Moody’s: Steel price rally temporary; no material impact for producers’ credit profiles


The recent steel price rally does not signal improved demand and will provide only a temporary boost to producers, said Moody’s Investors Service.

Since December 2015, steel prices have increased by about 55% after hitting a 7-year low, with production and capacity utilization rates firming. Hot rolled coil prices rose to $550 per ton in May 2016 from $355 per ton in December 2015, while utilization rates rose to 72% in April from 63% in December. Overall the rally is expected to expand margins and improve operating results for the domestic steel sector versus those in recent quarters.

In a new report, “Recent Steel Price Spike Unlikely to Be Sustained,” Moody’s indicated the rally has been driven by temporary supply side factors that were likely to wane in the near future, noting that steel prices and utilization rates remain at historically weak levels. The ratings agency noted that industry conditions would not support materially improved credit profiles for the rated steel producers.

“Despite this recent spike, the underlying issues that plagued the domestic steel industry last year will persist in 2016,” commented Moody’s Vice President Michael Corelli. “We’re still seeing significant excess worldwide steel and raw material capacity along with softening demand and economic growth.”

Moody’s said that imports have ebbed due to the softening US dollar and relatively favorable preliminary trade case rulings, both of which had provided a boost to the domestic industry. However, Moody’s analysts said the recent aggressive price rise is likely to attract higher imports soon, especially if final trade case determinations are not as favorable as anticipated.
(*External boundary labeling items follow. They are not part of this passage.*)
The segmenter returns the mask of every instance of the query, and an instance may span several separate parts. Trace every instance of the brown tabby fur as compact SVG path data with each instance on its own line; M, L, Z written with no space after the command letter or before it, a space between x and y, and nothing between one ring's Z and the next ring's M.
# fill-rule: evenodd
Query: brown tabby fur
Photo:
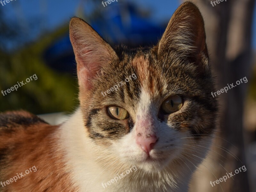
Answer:
M188 154L195 152L193 146L200 143L204 138L212 138L216 129L218 104L211 95L214 87L204 26L197 7L186 2L175 12L157 45L130 50L123 46L111 47L85 21L76 18L71 19L70 37L77 64L80 108L85 134L88 140L100 146L102 154L109 150L108 148L114 141L121 140L133 131L140 115L137 113L137 109L143 102L140 98L142 90L148 93L149 108L152 114L155 113L158 123L186 133L190 138L187 143L191 147L184 149L182 156L189 158ZM103 97L101 92L113 86L117 82L124 81L133 73L137 79ZM170 95L175 95L183 98L183 106L177 113L163 114L160 110L161 104ZM129 111L130 117L119 121L110 119L106 108L114 104ZM0 186L0 190L82 190L82 188L79 188L81 186L76 186L70 179L74 173L70 168L73 162L66 158L68 152L59 145L63 141L60 133L63 127L61 125L51 126L24 111L0 114L0 181L9 180L16 173L24 172L34 165L37 169L17 182L2 188ZM73 139L75 140L70 139ZM71 147L76 150L76 146ZM102 164L100 167L110 161L108 158L106 156L104 161L99 163ZM115 158L117 157L113 158ZM181 156L177 157L172 163L174 165L173 167L185 167L182 164L185 161ZM201 161L195 163L198 165ZM124 164L122 163L118 159L112 167L119 167ZM172 173L177 174L175 169L172 169ZM138 173L141 174L137 173L133 177L136 180L132 180L132 176L129 178L130 180L124 179L114 191L129 191L129 187L135 186L135 188L145 189L141 192L149 191L149 188L152 192L171 191L164 189L170 188L170 186L175 188L176 184L171 185L171 182L176 182L179 186L184 182L179 180L179 177L177 180L170 179L168 170L166 169L162 175L163 180L160 180L157 174L161 172L152 172L148 176L141 169ZM113 172L116 171L118 170ZM181 175L183 173L187 174L181 173ZM152 180L152 178L155 179ZM158 188L159 186L162 188ZM110 187L108 189L112 190Z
Another driver behind the steel rally has been the uptick in raw material prices as China’s government stimulus spending and looser monetary policies have lifted economic activity and spurred steel demand and prices. Still, Moody’s said the fundaments do not support the resulting price rise and that supplies continue to substantially outweigh demand, and will lead to lower prices in the near term.

Going forward, the domestic steel producers are approaching a seasonally soft period, as both the oil and gas and mining sectors remain very weak with slowing industrial production. Moody’s expects that while idled domestic steel capacity and inventory restocking are supporting higher prices, steel demand is likely to weaken once inventory restocking is complete.